The challenge was actually getting the molecules to link. The team worked to find linker molecules to connect the toxic substance to the right antibody. Early in the process the team thought they found a way to link the molecules, but further testing showed that the linker they were using would not work in the human body. It was a serious setback for the researchers. Determined to find the proper way to link the antibody and cancer-fighting substance, they headed back to the lab.

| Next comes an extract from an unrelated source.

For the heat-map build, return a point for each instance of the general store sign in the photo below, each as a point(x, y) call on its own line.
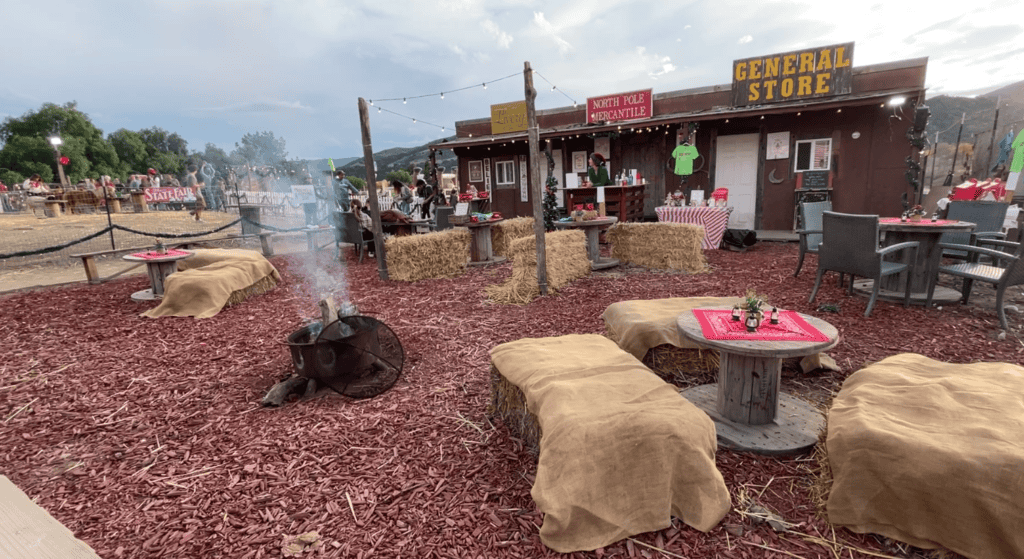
point(818, 72)
point(621, 106)
point(510, 117)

Dr. Ellestad tells of a congratulatory e-mail he and the other scientists had received:
It was from an M.D. He said his wife died of acute myeloid leukemia 26 years ago. He said there hadn't been much progress in a number of years and it was very meaningful to him that, finally, there was something that seemed to work against this kind of cancer.. As a scientist, I always wanted to work on very exotic chemistry. But to have the exotic chemistry used where it actually helps somebody feels very gratifying. Clearly, this was the most interesting and satisfying project I have ever been involved with."
- George Ellestad, Ph.D.

After six more months of searching, the team finally devised a way to link the antibody with the potent anti-tumor substance, resulting in the basis for a powerful weapon against relapsed acute myeloid leukemia (AML). On May 17, 2000 - nearly 19 years after the original soil sample was collected in Texas - the U.S. Food and Drug Administration approved Mylotarg for use in patients over 60 who suffer from relapsed AML, the most common form of leukemia in adults.

Mylotarg was the first approved drug in a new class of anticancer therapies called "antibody-targeted chemotherapy." Clinical trials demonstrated increased remission rates of about 30% for acute myeloid leukemia sufferers. Additionally, because the drug is targeted to cancer cells, incidence of many side effects associated with traditional chemotherapies, such as hair loss, nausea, oral and gastrointestinal tract sores, were significantly reduced.

These scientists showed for the first time that a powerful anticancer drug could be attached to an antibody and delivered directly to the cancer cells. This targeted approach to cancer therapy has been the foundation for many successful cancer treatments that followed, improving the lives of those who suffer from various forms of the disease.